The seven members of the sounding group are Barclays, Merrill Lynch and Lloyds and institutional investors Alcentra, Carlyle, Harbourmaster and Eaton Vance.
“The senior lenders are mainly CLO-type investors and banks – the deal was too big for any distressed guys to try to build up a blocking stake,” the adviser said.
The debt restructuring deal on the table significantly enhances lender muscle. From September it will reintroduce reset debt covenants testing leverage, interest cover and debt service cover.
As well as re-imposing those existing covenants the deal introduces a new minimum liquidity covenant, further enhancing creditor comfort, and, under a new treatment of asset disposals, proceeds will be used for a mandatory pre-payment of debt once cash on the balance sheet exceeds US$750m. Disposal proceeds can currently be reinvested into the business.
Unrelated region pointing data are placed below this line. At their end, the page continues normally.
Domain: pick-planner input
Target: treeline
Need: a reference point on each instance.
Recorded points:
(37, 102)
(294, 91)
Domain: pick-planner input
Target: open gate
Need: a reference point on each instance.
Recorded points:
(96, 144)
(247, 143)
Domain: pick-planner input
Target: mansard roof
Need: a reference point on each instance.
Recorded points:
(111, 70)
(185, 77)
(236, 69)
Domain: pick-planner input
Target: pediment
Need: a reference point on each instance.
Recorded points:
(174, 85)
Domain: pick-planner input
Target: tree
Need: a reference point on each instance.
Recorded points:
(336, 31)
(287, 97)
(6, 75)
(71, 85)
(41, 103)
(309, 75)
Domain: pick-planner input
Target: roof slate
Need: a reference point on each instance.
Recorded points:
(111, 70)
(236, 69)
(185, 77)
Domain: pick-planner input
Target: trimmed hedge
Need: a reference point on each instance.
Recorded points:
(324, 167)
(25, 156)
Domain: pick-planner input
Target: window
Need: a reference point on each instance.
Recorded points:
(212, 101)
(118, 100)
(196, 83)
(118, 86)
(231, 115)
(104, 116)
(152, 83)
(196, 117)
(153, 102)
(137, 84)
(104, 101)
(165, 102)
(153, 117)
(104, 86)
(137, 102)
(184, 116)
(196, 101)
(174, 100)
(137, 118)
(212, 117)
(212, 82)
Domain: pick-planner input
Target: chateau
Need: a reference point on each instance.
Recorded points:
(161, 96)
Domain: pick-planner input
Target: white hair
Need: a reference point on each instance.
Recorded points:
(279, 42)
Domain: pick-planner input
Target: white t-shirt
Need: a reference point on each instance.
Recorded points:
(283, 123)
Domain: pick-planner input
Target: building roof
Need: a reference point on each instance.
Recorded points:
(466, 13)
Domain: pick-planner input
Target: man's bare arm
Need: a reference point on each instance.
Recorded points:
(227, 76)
In exchange for agreeing the deal senior lenders will gain a 100bp consent fee, half to be paid on consent and half either in a year or following an asset disposal. Lenders will also gain a 200bp margin increase across all tranches, paid in PIK, and euro lenders gain a 300bp Euribor floor, again to be paid in PIK.
The innovative Euribor floor was welcomed by European lenders, who hope it becomes a precedent for future primary leveraged deals as well as debt restructurings. Libor floors, which limit how low interest can fall, are already established in the US and creditors to Ineos’s US dollar debt already benefit from the feature.
The use of PIK to finance increased costs incurred under the new structure has also won support from lenders because it allows for enhanced margins without affecting Ebitda.
Bondholders get nothing under the terms agreed. Ineos was not in default on its bonds, but holders benefited from a lift in secondary prices from 22 to 30/31 after news of a deal emerged today. Bonds were as low as 7/8 in April.
Lazard and North Sea Partners are advising the company on the deal, the creditor sounding group is being advised by Houlihan Lokey.